In Übereinstimmung mit der Gesamtlinie der Menschewiki hielt es Innenminister Zeretelli, der die Verantwortung für die bald darauf erfolgten Verhaftungen der Bolschewiki übernahm, für nötig, allerdings unter dem Druck der bolschewistischen Fraktion, in der Sitzung des Exekutivkomitees zu erklären, er persönlich verdächtige die bolschewistischen Führer der Spionage nicht, beschuldige sie aber der Verschwörung und des bewaffneten Aufstandes. Als am 13. Juli Liber eine Resolution einbrachte, die die bolschewistische Partei eigentlich außer Gesetz stellte, fand er den Vorbehalt notwendig: "Ich selbst halte die gegen Lenin und Sinowjew gerichtete Beschuldigung für völlig unbegründet." Erklärungen solcher Art nahmen alle schweigend und finster auf: den Bolschewiki erschienen sie würdelos ausweichend, den Patrioten überflüssig, da unvorteilhaft.
Bei seinem Auftreten in der Vereinigten Sitzung beider Exekutivkomitees am I7. sagte Trotzki: "Es wird eine unerträgliche Atmosphäre geschaffen, in der ihr ebenso ersticken werdet wie wir. Man schleudert schmutzige Beschuldigungen gegen Lenin und Sinowjew." (Eine Stimme: "Mit Recht." Lärm. Trotzki fährt fort:) "Es gibt hier im Saale, wie sich herausstellt, Menschen, die mit den Beschuldigungen sympathisieren. Hier gibt es Menschen, die sich an die Revolution nur herangeschmiert haben." (Lärm. Die Glocke des Vorsitzenden braucht lange zur Wiederherstellung der Ruhe.) "... Lenin hat für die Revolution dreißig Jahre gekämpft. Ich kämpfe zwanzig Jahre gegen die Unterdrückung der Volksmassen.
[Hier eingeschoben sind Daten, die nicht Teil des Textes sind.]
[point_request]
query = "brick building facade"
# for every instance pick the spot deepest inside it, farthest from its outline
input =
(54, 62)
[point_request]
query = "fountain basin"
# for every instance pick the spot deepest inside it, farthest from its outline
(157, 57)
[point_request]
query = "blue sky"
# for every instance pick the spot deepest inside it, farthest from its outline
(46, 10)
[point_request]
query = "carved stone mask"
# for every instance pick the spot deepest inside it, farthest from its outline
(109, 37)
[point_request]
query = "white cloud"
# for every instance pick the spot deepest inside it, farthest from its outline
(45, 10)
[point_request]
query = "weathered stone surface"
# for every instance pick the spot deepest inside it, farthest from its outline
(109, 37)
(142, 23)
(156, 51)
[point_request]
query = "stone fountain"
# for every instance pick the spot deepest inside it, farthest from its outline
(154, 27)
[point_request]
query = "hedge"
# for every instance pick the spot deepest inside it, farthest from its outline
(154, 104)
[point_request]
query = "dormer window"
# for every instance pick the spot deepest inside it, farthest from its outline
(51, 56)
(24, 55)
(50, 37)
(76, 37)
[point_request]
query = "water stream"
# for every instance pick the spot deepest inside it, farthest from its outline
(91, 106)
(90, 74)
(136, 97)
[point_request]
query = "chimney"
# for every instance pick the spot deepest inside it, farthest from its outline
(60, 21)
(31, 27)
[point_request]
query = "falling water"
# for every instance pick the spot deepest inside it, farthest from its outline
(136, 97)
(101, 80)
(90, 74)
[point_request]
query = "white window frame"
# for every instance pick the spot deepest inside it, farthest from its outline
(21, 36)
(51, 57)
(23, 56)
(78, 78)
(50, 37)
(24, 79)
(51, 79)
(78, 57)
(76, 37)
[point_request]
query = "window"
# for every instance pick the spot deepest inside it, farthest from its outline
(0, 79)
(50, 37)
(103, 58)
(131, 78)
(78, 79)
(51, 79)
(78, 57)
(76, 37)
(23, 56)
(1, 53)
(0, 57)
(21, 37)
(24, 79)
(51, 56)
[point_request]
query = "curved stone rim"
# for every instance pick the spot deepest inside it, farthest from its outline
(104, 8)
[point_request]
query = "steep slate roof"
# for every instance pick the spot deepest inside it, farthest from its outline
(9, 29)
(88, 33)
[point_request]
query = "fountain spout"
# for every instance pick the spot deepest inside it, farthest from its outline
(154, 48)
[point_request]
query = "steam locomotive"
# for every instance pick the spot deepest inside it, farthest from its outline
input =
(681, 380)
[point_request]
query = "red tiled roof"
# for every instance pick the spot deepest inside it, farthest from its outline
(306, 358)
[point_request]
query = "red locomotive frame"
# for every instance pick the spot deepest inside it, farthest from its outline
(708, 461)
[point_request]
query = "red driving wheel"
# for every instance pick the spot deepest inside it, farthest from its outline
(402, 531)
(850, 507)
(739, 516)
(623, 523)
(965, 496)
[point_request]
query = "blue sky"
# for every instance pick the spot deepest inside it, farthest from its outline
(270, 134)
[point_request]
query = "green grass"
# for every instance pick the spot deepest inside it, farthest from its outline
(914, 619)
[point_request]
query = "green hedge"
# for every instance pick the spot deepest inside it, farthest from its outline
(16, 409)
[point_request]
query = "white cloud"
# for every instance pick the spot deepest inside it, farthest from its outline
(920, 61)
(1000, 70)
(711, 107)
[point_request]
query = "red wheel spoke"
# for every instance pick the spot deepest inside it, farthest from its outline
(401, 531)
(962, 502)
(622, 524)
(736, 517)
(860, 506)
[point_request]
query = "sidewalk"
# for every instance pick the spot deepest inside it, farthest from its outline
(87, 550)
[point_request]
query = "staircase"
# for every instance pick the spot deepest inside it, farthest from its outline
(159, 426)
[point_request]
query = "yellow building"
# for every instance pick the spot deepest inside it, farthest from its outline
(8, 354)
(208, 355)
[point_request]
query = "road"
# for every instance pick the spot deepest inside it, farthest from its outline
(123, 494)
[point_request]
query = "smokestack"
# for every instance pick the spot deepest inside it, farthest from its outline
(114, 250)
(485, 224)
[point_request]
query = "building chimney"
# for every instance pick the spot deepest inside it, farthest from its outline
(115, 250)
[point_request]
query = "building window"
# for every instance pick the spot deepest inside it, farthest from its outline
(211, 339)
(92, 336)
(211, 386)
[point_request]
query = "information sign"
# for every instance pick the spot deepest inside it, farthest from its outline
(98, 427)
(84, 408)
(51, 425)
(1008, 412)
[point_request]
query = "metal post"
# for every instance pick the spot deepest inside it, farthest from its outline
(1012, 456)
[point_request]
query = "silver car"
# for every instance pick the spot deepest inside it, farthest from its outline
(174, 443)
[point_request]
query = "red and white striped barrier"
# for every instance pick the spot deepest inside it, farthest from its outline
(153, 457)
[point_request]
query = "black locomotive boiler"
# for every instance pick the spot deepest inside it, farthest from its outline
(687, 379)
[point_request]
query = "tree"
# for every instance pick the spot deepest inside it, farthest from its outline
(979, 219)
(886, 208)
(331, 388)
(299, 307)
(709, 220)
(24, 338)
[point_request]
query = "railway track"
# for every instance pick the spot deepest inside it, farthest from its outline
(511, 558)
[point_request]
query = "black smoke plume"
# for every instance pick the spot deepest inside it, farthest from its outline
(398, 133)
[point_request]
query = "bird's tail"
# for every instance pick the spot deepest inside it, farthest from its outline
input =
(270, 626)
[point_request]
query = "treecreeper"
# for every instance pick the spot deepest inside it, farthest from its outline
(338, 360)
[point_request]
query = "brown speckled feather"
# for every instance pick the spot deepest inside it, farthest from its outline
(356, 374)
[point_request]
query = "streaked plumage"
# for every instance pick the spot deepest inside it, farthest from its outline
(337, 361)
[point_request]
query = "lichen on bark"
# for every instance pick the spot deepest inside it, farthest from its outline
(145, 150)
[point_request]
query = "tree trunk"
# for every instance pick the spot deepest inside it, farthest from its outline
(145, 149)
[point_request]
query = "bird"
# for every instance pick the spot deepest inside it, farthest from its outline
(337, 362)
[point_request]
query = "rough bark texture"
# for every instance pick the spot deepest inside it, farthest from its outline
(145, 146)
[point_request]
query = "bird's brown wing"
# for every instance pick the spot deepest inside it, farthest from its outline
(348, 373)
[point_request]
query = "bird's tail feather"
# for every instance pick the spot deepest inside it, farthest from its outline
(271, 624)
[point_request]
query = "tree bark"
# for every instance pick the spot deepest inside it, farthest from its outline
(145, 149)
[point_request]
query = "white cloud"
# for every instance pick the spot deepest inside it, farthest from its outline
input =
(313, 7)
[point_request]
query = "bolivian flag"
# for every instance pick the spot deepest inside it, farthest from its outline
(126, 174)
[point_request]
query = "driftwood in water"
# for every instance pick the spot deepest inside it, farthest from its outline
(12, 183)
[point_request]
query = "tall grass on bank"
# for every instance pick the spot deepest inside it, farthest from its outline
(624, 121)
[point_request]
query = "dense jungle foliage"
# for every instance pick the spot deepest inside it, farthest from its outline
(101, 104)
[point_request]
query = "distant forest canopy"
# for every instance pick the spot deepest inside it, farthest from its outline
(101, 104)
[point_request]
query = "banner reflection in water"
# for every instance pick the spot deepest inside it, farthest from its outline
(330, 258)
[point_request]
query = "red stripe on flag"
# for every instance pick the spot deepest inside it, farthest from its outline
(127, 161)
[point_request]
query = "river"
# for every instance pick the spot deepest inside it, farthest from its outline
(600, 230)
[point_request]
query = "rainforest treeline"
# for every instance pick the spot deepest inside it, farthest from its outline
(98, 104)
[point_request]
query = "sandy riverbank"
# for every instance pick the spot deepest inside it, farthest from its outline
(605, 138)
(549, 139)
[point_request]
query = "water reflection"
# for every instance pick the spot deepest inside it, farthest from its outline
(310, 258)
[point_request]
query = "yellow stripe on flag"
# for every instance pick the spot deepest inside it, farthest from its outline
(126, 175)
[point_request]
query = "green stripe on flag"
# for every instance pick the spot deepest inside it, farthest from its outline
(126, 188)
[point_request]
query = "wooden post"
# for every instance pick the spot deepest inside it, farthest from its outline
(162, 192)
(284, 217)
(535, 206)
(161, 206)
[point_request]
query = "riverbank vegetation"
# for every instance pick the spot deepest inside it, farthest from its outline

Und wir können nur Haß gegen den deutschen Militarismus hegen ... Auf diesem Gebiet gegen uns einen Verdacht aussprechen kann nur jemand, der nicht weiß, was ein Revolutionär ist. Ich war vom deutschen Gericht zu acht Monaten Gefängnis verurteilt für den Kampf gegen den deutschen Militarismus ... und das wissen alle. Erlaubt keinem hier in diesem Saale auszusprechen, daß wir Mietlinge Deutschlands seien, denn dies ist nicht die Stimme überzeugter Revolutionäre, sondern die Stimme der Niedertracht." (Beifall.) So ist die Episode in der antibolschewistischen Presse jener Zeit dargestellt, - die bolschewistische war bereits verboten. Es muß jedoch erklärt werden, daß der Beifall nur aus dem kleinen linken Sektor kam; ein Teil der Deputierten brüllte haßerfüllt, die Mehrheit schwieg sich aus. Doch niemand, auch nicht einer von den offenen Agenten Kerenskis, bestieg die Tribüne, um die offizielle Version der Beschuldigung zu unterstützen oder auch nur indirekt zu decken.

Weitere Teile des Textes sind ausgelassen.